I’ve heard this phrase for most of my adult life. I say ‘adult life’ because before that, it wasn’t said as a reminder, it was assumed I was going. My parents made sure of that. As if I hadn’t heard this enough over the last 32 years, it increased to be every single week once my wife and I bought a house in St Louis Park, about 6 whole minutes drive from the church. My parents have been lifelong participating members of the church community. I had always joked with my mom that I spent so much time there from 0-18, that I had enough services saved up, I could afford to miss a few as an adult. She didn’t find this as funny as I did. My father has been in the choir as long as I can remember and was at one time the president of the congregation, and serves on various boards. My mom seemingly spends every free moment of her time at the church, volunteering in some way. When my mom brought my older brother to the 3-year-old Sunday School class at the church, he had a really hard time when she tried to leave the room. The teacher at the time suggested that she stay, and she could help teach the class that day. My brother is now 36, and my mom has been Teacher Carole, teaching the same 3-year-old class ever since. She has had students in her 3-year-old class that have grown up and had their children in her class as well. My hope is that our little man can participate in his grandma’s 3 year old class in a few short years.
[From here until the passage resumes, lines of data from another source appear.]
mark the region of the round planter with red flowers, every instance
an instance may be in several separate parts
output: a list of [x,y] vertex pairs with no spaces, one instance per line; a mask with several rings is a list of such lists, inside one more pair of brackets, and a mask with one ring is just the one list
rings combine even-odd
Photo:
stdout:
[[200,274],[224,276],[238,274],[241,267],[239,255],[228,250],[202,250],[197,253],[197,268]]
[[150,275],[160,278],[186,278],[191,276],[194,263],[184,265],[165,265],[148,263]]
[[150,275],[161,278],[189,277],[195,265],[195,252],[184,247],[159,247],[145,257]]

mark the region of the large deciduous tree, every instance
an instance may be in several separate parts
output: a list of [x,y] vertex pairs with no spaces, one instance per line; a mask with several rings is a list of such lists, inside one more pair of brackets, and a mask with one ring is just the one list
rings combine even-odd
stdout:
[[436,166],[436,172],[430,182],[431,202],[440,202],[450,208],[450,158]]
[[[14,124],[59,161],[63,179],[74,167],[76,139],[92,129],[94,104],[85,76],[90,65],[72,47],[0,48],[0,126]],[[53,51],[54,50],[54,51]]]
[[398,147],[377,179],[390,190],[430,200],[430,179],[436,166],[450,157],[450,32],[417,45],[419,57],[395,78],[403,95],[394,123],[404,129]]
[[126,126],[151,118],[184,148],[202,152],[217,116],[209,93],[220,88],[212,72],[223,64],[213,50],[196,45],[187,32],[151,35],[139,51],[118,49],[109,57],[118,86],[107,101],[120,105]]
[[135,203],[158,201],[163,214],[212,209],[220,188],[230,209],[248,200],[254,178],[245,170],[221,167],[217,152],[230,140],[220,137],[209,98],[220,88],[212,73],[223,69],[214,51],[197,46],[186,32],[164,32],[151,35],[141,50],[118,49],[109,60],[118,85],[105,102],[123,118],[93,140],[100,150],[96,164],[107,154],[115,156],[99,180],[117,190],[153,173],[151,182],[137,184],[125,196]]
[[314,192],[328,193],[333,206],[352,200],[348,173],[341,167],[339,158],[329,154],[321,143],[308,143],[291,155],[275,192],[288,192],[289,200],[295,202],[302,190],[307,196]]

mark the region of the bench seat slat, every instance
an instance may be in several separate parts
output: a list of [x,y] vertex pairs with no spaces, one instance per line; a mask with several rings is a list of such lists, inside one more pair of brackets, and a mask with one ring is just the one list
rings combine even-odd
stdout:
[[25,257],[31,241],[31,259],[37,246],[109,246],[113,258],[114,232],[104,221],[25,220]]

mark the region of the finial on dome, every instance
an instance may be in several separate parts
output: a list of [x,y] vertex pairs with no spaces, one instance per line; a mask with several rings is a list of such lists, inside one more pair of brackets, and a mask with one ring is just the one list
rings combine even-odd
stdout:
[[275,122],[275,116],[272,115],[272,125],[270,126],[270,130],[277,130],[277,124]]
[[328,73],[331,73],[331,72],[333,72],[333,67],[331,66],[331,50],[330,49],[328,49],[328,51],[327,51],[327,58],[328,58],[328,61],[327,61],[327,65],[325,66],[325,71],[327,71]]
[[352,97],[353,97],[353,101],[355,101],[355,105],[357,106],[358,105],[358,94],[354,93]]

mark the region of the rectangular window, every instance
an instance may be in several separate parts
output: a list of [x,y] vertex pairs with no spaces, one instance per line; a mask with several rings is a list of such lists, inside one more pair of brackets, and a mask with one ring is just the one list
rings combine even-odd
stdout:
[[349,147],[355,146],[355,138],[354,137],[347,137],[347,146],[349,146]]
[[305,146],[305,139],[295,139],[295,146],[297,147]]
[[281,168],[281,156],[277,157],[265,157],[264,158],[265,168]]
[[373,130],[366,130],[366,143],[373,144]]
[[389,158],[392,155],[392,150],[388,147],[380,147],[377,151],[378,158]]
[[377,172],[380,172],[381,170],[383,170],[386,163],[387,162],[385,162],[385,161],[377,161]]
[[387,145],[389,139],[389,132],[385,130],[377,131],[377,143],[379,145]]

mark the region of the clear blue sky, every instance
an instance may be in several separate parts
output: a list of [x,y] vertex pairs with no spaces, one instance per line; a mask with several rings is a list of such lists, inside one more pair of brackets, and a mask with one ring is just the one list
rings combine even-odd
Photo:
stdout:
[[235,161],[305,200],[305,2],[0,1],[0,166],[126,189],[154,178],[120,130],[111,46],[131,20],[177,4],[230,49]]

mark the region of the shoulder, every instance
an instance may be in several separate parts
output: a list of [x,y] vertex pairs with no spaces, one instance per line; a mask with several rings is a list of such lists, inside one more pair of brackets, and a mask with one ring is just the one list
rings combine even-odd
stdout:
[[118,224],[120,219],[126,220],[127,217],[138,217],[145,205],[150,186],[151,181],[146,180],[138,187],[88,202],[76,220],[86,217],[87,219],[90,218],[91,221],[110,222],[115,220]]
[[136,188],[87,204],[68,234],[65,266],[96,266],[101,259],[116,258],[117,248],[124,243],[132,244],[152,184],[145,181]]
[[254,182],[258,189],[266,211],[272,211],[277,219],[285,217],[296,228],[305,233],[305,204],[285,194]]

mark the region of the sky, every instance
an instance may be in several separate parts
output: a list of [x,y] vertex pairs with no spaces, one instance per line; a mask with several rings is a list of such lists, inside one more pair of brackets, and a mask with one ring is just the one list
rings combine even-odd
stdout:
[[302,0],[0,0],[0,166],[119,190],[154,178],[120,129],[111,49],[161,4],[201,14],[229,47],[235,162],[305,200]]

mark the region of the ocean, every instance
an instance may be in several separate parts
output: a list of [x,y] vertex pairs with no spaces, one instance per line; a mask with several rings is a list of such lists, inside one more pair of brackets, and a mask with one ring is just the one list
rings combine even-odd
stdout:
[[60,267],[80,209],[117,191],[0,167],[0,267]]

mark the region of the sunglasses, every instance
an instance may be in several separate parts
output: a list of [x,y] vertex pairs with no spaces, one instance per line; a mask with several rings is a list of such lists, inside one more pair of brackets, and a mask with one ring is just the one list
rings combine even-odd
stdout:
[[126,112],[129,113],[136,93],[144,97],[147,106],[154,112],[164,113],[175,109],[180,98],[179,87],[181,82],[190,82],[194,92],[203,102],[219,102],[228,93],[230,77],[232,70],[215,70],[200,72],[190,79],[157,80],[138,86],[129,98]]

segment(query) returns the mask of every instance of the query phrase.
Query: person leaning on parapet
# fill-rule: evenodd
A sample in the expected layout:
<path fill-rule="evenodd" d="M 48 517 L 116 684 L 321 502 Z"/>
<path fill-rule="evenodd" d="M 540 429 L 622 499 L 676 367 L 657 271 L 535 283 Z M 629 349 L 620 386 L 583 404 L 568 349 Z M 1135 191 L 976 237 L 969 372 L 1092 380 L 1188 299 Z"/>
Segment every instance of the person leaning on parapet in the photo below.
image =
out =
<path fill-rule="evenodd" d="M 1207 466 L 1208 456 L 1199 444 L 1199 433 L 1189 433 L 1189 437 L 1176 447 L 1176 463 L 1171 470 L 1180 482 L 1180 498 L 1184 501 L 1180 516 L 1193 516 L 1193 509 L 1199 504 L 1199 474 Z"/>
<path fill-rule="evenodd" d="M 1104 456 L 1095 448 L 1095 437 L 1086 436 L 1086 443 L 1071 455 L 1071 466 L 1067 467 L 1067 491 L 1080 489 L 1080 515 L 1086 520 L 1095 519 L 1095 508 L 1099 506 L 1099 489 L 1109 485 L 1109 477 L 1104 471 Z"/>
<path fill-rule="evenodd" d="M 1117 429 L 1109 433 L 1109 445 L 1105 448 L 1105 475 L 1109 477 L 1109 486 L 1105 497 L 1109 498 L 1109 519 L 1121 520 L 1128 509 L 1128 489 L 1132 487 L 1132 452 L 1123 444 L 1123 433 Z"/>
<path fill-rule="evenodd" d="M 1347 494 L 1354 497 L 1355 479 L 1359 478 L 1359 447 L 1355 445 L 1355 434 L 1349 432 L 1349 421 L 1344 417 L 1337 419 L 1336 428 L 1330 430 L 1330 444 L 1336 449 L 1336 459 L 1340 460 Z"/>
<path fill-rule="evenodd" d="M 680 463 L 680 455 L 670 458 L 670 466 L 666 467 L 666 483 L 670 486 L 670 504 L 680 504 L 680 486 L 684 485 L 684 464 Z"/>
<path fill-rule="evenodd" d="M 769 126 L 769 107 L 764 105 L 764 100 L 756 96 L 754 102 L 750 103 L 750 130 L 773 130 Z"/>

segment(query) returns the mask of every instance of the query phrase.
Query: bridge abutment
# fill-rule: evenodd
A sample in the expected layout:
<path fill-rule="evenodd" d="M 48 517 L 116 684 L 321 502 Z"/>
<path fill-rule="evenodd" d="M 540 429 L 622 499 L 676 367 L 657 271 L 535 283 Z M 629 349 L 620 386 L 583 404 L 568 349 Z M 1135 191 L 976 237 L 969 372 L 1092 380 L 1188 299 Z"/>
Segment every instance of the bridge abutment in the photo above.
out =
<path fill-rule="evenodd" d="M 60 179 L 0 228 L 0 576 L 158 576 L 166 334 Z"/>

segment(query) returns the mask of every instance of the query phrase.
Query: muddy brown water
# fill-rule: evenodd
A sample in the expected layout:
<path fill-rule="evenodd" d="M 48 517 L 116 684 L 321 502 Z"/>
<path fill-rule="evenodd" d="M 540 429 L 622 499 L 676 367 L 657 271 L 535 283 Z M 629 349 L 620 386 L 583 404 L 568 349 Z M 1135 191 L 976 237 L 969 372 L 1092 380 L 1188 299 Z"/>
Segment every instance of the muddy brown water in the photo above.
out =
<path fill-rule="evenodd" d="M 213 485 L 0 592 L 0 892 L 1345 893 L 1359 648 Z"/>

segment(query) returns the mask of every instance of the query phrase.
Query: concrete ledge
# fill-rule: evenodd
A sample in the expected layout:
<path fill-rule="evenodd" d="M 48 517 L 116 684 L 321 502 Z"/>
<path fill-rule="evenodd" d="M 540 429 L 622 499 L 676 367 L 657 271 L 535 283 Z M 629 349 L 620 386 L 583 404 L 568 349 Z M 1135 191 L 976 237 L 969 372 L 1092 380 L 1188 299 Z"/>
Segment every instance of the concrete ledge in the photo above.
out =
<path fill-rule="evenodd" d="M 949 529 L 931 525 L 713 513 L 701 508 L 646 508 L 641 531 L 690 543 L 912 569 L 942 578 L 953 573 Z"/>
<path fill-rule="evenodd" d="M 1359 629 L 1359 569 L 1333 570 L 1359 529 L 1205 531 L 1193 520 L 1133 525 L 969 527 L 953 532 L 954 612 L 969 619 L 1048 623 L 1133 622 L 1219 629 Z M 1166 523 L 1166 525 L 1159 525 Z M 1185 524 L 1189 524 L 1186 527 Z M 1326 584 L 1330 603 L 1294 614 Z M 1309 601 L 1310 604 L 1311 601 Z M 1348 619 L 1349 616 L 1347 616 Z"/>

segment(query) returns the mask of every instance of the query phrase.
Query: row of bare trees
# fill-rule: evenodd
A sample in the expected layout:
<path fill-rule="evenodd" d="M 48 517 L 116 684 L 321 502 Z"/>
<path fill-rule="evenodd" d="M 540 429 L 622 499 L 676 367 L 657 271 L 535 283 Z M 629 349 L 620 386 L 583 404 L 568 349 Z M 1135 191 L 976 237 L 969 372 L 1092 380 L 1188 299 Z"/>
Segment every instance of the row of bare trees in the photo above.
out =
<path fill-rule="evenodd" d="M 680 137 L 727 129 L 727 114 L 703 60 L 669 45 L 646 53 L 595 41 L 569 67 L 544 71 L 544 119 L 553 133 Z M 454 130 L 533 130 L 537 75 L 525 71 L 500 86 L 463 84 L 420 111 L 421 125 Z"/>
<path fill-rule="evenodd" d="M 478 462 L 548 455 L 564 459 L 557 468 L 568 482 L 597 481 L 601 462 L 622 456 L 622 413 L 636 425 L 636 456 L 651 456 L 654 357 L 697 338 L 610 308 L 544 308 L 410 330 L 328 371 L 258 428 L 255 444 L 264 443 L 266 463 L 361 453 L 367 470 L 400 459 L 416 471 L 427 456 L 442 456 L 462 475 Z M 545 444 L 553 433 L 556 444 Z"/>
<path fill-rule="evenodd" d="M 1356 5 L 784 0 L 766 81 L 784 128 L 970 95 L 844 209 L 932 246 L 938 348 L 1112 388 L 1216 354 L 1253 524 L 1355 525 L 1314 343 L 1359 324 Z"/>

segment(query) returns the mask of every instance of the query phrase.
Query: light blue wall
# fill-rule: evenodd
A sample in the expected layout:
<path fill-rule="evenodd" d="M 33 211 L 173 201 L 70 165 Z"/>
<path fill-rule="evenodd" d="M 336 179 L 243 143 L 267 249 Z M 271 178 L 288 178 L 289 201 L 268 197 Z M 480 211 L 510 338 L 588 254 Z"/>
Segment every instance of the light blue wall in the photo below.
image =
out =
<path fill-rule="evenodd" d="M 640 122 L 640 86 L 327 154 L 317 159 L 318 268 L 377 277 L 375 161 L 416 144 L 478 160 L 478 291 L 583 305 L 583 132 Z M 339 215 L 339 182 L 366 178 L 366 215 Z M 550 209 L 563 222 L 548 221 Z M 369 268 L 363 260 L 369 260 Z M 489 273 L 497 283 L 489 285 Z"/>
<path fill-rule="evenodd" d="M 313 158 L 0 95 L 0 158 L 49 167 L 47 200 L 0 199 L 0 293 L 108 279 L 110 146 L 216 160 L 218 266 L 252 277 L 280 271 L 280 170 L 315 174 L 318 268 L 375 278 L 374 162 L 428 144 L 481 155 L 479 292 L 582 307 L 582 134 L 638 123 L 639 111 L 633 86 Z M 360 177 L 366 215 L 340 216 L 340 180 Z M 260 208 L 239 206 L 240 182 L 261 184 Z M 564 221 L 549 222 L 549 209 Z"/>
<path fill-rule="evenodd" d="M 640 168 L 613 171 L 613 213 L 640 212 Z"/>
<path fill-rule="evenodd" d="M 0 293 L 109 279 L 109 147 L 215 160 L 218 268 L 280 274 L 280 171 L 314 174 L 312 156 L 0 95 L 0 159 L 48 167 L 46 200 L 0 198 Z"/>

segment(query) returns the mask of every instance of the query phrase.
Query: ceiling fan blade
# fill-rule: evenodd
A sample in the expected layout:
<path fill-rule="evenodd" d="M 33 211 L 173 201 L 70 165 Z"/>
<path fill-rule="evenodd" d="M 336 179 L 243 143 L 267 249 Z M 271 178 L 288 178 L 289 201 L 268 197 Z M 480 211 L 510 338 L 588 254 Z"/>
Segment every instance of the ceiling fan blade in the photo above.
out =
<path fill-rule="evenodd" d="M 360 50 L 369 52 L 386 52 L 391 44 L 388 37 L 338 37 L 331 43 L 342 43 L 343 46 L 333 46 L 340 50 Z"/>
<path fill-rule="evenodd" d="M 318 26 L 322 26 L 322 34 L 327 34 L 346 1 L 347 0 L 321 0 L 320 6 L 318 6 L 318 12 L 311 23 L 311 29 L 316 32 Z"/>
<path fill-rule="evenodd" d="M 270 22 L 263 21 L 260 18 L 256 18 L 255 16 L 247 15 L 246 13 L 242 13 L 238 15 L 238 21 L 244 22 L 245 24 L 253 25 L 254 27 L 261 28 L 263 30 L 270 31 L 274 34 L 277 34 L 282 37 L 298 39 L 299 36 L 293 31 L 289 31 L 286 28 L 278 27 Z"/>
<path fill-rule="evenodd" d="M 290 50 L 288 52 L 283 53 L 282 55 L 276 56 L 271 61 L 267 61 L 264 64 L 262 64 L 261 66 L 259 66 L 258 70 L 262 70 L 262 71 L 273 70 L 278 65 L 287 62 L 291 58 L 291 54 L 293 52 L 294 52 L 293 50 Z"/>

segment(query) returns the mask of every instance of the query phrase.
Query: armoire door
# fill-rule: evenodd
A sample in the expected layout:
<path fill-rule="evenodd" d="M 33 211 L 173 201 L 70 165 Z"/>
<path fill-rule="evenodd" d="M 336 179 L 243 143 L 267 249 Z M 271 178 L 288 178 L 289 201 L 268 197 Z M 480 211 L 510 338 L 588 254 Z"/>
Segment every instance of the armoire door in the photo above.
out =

I make mention of all of this because I feel it is important. My parents both make a point to tell me every Saturday that church starts at 9AM on Sunday. I feel like it is for a slightly different reason now. I know that their wish is that we go every Sunday, like them, believe and feel all of the messages, like them and make it a point to serve our community, like them. Church is very important to my parents, and so are my wife, my son and myself. I feel like the reason for the weekly reminder has changed. When we go, it is obvious to me that my parents have a sense of pride when they introduce us. This is especially evident when they are showing everyone their new grandson. And I feel this when members of the congregation comment to me about my son Mac. I feel like this is one of the many things that I have an increased understanding of now that I, myself, am a father.
Maybe I had missed the meaning of these reminders all along…
Mac and Daddy surprised Oma and Papa Paul at church this morning!